Alors que la pétition demandant l'abrogation de la loi Duplomb a dépassé les 1,5 million ce lundi 21 juillet, la ministre de l'Agriculture, Annie Genevard, a affirmé que le gouvernement était ouvert à la tenue d'un débat parlementaire sur le sujet.
Des discussions qui ne garantissent pas le souhait des signataires. La ministre de l'Agriculture Annie Genevard a assuré que le gouvernement était «pleinement disponible» dans la perspective d'un débat parlementaire sur la pétition demandant l'abrogation de la loi Duplomb, qui avait dépassé lundi soir, le cap des 1,5 million de signatures.

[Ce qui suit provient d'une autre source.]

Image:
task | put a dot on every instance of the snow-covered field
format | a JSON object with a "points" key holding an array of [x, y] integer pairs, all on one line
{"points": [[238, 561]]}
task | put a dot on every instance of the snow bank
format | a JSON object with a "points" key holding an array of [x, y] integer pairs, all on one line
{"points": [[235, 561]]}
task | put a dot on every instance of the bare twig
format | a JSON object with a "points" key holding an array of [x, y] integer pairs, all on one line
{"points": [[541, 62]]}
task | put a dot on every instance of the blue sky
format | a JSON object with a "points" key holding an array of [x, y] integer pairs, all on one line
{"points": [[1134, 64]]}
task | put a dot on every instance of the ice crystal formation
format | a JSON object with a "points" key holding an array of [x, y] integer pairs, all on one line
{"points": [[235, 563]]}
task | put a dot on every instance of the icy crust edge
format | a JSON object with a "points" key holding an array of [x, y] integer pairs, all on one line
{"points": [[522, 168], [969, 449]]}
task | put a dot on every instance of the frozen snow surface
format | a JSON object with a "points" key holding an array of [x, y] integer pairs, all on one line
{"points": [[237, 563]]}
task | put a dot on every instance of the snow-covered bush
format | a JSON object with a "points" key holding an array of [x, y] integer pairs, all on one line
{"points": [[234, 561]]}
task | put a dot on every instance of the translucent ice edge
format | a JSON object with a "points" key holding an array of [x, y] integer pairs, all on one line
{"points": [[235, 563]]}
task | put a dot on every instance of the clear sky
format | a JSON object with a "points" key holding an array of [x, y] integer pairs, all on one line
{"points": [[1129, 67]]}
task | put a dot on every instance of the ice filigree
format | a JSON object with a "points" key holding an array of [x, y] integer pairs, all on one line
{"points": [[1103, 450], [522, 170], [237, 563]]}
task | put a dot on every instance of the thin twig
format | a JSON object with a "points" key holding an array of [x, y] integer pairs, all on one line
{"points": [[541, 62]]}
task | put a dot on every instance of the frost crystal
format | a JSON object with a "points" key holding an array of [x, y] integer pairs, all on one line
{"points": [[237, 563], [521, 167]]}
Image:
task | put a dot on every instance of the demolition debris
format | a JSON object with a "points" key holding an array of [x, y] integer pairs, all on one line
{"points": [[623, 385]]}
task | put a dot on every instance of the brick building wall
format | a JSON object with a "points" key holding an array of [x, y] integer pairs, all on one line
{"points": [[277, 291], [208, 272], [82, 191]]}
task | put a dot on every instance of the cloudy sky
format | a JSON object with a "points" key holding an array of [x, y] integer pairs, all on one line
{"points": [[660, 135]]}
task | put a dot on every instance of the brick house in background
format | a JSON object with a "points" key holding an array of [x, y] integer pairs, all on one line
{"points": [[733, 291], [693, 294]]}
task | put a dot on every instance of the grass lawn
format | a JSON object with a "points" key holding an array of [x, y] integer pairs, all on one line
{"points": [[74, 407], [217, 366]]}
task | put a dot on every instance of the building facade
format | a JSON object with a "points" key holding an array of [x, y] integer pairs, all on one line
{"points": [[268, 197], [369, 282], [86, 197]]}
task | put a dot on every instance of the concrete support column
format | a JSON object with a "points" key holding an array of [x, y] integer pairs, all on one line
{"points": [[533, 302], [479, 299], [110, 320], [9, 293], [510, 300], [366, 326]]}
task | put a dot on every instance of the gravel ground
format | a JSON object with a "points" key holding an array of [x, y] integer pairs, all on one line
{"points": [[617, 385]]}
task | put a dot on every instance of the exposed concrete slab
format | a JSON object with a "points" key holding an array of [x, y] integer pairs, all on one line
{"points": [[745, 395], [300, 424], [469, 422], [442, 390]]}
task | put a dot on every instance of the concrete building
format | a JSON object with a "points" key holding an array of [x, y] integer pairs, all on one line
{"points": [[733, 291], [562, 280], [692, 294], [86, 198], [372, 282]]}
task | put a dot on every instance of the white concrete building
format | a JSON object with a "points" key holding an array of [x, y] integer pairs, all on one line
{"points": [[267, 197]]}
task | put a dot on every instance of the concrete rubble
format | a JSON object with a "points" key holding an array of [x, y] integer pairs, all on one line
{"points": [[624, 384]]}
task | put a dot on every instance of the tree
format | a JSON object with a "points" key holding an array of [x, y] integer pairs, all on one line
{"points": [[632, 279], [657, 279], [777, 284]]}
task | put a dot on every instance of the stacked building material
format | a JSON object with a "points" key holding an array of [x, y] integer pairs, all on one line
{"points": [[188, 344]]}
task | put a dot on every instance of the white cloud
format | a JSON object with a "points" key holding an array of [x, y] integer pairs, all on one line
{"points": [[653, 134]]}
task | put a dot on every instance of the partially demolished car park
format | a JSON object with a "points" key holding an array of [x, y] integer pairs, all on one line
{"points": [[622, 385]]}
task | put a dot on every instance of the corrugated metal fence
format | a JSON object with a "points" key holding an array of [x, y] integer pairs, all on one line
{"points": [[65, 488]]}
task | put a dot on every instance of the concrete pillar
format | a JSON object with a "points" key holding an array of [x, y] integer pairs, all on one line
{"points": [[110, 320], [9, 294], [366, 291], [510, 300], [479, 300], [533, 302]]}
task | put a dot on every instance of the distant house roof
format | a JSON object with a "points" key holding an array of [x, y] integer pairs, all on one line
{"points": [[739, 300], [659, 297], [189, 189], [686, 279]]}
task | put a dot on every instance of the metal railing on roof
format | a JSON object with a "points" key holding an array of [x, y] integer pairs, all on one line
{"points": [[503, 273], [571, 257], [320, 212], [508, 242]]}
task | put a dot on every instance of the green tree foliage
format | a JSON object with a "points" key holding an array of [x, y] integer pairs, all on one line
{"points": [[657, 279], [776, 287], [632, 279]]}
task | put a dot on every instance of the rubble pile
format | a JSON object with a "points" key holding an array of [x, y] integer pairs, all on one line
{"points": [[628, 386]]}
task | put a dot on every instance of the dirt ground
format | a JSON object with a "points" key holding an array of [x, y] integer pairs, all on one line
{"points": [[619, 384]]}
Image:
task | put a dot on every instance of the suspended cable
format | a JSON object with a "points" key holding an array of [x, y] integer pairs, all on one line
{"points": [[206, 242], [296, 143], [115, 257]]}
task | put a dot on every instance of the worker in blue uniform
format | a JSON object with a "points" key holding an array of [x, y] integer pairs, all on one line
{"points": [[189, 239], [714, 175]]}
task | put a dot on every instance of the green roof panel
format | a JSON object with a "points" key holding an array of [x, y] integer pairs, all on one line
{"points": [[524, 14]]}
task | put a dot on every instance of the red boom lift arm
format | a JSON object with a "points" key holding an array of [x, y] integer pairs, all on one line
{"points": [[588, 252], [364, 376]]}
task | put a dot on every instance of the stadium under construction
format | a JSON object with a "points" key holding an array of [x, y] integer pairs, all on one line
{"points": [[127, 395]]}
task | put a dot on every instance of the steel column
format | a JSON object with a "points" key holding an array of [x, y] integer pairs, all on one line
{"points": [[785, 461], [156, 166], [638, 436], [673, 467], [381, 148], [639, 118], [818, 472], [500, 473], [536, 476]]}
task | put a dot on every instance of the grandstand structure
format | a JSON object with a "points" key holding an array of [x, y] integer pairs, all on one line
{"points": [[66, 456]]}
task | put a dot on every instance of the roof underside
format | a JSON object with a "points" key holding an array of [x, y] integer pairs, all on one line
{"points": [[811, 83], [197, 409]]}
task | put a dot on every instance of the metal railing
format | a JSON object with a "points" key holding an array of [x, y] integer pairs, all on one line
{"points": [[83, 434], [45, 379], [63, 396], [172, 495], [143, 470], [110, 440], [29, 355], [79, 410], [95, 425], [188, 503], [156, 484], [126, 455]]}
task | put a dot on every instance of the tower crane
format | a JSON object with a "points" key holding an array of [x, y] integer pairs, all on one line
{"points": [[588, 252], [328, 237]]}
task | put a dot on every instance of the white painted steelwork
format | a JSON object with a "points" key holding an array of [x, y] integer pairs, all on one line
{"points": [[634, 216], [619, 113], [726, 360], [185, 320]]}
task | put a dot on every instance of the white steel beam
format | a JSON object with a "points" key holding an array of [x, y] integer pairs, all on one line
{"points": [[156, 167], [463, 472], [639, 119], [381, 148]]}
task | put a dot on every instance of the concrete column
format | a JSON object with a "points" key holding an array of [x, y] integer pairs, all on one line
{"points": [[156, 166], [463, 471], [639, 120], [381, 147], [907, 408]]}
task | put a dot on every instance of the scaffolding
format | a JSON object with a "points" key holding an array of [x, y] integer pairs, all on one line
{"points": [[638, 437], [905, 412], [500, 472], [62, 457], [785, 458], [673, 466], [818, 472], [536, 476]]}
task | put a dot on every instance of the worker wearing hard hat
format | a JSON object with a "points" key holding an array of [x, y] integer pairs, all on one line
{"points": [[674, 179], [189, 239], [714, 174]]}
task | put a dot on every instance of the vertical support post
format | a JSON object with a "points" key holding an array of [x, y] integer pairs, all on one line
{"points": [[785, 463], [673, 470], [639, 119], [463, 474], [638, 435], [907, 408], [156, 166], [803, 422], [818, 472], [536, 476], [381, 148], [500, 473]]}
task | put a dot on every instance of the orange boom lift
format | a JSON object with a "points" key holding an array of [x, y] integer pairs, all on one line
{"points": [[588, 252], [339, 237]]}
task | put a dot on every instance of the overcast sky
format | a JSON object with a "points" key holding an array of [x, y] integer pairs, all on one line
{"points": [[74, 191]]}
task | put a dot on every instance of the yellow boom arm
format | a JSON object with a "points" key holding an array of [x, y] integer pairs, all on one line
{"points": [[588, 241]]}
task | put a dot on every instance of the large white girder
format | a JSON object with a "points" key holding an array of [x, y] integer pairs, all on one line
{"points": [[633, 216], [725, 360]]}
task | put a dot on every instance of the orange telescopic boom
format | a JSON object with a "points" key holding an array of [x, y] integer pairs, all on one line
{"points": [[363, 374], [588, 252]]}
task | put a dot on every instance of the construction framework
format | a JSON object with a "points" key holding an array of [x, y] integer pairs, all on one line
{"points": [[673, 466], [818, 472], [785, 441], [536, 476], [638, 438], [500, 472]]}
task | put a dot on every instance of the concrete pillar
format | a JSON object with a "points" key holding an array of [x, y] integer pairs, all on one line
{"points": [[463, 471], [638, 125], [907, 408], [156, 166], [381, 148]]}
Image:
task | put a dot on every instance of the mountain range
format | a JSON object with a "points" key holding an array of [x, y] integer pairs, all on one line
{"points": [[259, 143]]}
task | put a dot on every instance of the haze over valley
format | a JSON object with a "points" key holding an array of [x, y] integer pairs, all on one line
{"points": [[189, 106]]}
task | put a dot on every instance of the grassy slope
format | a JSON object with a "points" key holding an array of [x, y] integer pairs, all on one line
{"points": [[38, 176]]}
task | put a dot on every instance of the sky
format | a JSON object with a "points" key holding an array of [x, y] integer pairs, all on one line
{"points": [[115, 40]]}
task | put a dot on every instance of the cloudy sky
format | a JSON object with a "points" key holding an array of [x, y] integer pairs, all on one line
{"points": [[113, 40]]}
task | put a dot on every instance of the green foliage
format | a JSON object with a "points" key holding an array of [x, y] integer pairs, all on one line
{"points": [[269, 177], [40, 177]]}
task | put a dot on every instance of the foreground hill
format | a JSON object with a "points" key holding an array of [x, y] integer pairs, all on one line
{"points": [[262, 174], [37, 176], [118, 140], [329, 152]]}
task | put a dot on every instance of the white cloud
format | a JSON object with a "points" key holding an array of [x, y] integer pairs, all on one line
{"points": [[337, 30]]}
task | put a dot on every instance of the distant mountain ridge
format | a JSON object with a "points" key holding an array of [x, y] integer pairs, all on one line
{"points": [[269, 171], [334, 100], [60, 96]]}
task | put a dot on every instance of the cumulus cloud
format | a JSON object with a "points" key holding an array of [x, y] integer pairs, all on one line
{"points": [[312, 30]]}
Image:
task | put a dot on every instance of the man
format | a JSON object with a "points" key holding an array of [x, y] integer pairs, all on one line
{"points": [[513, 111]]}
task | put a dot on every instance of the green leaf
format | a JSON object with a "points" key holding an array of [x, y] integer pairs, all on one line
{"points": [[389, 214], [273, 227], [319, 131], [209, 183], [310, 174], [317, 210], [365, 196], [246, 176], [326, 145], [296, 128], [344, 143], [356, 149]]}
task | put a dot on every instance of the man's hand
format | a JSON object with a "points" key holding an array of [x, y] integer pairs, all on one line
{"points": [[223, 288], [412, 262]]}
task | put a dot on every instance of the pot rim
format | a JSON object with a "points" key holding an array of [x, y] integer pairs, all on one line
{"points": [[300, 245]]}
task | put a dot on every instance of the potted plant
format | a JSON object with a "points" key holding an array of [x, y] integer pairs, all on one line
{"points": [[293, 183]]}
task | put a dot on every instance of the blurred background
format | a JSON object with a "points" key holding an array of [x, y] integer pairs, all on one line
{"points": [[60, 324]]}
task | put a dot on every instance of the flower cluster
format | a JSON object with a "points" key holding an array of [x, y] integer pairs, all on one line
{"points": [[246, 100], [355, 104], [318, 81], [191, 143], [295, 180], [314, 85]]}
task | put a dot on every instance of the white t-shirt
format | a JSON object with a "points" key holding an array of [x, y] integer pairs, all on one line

La pétition contre la loi Duplomb témoigne d’un attachement aux enjeux de santé et d’environnement, que je partage pleinement - c’est une priorité pour le Gouvernement. Elle montre aussi que les Français sont attentifs à ce qu’ils mangent, ce dont je me réjouis en tant que…
— Annie Genevard (@AnnieGenevard) July 21, 2025
«L’organisation d’un débat est désormais à la main de l’Assemblée nationale. Le Gouvernement y est bien sûr pleinement disponible», a réagi sur le réseau social X la ministre. «Les parlementaires ont adopté une version strictement encadrée (de la loi, ndlr), fondée sur l’avis de l’Agence sanitaire européenne de référence, précisément pour en contrôler la portée», a-t-elle ajouté.
Quant à la ministre de la Transition écologique, de la Biodiversité, de la Forêt, de la Mer et de la Pêche, Agnès Pannier-Runacher, elle préconise de «faire appel» à l'Anses «pour éclairer scientifiquement» un éventuel débat parlementaire.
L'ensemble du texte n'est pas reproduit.